The present study confirmed that PTH concentrations tend to be higher for people who are older and/or black and/or who have lower GFRs (5
). Mean annual PTH concentrations were higher among women, and the seasonal PTH variation was greater in men, which could be explained by differences in mean 25(OH)D and 25(OH)D variation, respectively. BAP concentrations were higher for participants who were female, black, and/or obese. These associations may reflect increased bone turnover related to lower 25(OH)D levels.
Common genetic polymorphisms previously associated with 25(OH)D concentration in a large meta-analysis (19
) were strongly associated with the annual mean 25(OH)D concentration but not with the amount of seasonal variation in 25(OH)D concentration. Based on biologic action, genetic variability in 7-dehydrocholesterol reductase, which is involved in cutaneous vitamin D synthesis, may have been expected to influence seasonal variation in 25(OH)D. Our results suggest that examined genetic polymorphisms affect vitamin D metabolism downstream from cutaneous vitamin D synthesis and, thus, the association with annual mean but not the amount of seasonal variation.
The main limitation of the present study is that variation in 25(OH)D and other biomarkers was assessed in cross-sectional analyses rather than by using multiple longitudinal measurements within individuals. Estimates of seasonal 25(OH)D variation relative to mean 25(OH)D concentrations from this study are still likely to be valid because mean seasonal 25(OH)D variation on the population level is likely to be equal or similar to the mean seasonal 25(OH)D variation of the individuals who comprise it. However, this study is unable to estimate the specific distribution of seasonal 25(OH)D variation for individuals. To validate any approach estimating year-long 25(OH)D exposure for an individual, investigators should first measure seasonal variation in 25(OH)D within individuals over time. It would also be useful to test whether randomly timed measurements of 25(OH)D concentration, season-specific 25(OH)D measurements, or a validated estimate of year-long 25(OH)D exposure most closely associates with adverse health outcomes. In addition, the present study included only older adults from 4 US communities, which limited external validity. Further limitations include no available information on dietary or supplemental sources of vitamin D and no direct measure of sun exposure; this analysis used physical activity as a maker for sun exposure, but not all physical activities occur outdoors, and use of sun protection varies widely.

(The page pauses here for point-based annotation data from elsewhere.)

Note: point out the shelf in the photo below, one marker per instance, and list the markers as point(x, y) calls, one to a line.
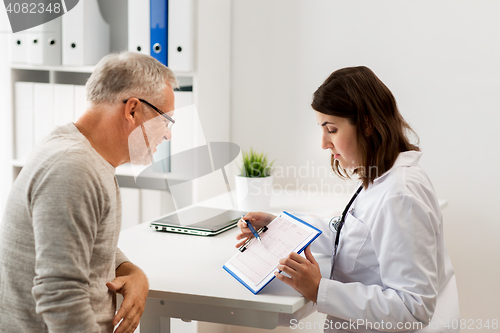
point(82, 69)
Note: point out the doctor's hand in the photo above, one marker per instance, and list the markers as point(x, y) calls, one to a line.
point(258, 219)
point(304, 273)
point(133, 284)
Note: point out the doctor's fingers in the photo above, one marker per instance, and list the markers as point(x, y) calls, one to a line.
point(294, 264)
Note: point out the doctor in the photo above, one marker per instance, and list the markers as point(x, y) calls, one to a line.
point(390, 268)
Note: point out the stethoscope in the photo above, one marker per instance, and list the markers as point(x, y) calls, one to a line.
point(337, 222)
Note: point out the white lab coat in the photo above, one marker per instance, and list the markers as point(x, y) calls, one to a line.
point(392, 265)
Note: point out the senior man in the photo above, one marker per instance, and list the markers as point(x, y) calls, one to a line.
point(60, 267)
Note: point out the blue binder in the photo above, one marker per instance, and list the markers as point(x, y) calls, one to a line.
point(159, 33)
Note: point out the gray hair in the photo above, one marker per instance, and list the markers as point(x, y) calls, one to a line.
point(129, 74)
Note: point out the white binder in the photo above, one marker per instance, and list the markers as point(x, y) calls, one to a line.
point(85, 35)
point(186, 122)
point(44, 110)
point(23, 119)
point(180, 35)
point(64, 104)
point(19, 48)
point(80, 100)
point(44, 44)
point(138, 26)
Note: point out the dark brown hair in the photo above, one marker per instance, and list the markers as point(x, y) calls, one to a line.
point(358, 94)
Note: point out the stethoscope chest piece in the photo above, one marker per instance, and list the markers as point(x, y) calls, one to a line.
point(334, 223)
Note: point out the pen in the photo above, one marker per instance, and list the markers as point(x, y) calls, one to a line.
point(252, 229)
point(244, 246)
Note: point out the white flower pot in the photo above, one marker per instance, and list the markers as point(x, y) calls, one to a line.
point(254, 194)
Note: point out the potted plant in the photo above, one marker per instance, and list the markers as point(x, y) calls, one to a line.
point(254, 184)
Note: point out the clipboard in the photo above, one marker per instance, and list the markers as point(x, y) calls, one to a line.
point(254, 268)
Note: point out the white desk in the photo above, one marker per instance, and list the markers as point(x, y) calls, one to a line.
point(187, 280)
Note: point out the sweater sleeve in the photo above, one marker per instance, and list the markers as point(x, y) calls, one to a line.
point(404, 237)
point(120, 258)
point(66, 204)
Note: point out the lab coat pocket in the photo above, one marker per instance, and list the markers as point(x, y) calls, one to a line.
point(352, 238)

The present study represents a first step toward more accurately classifying long-term vitamin D sufficiency. Ultimately, it may be useful to develop and validate equations that estimate year-long 25(OH)D exposure from single 25(OH)D measurements to better guide decisions for vitamin D supplementation in clinical practice and to reduce misclassification bias in clinical research. Further studies that seek to improve classification of vitamin D status can draw upon the cosinor model developed in this study and should take into account the clinical characteristics observed to be related to 25(OH)D concentration and its seasonal variation.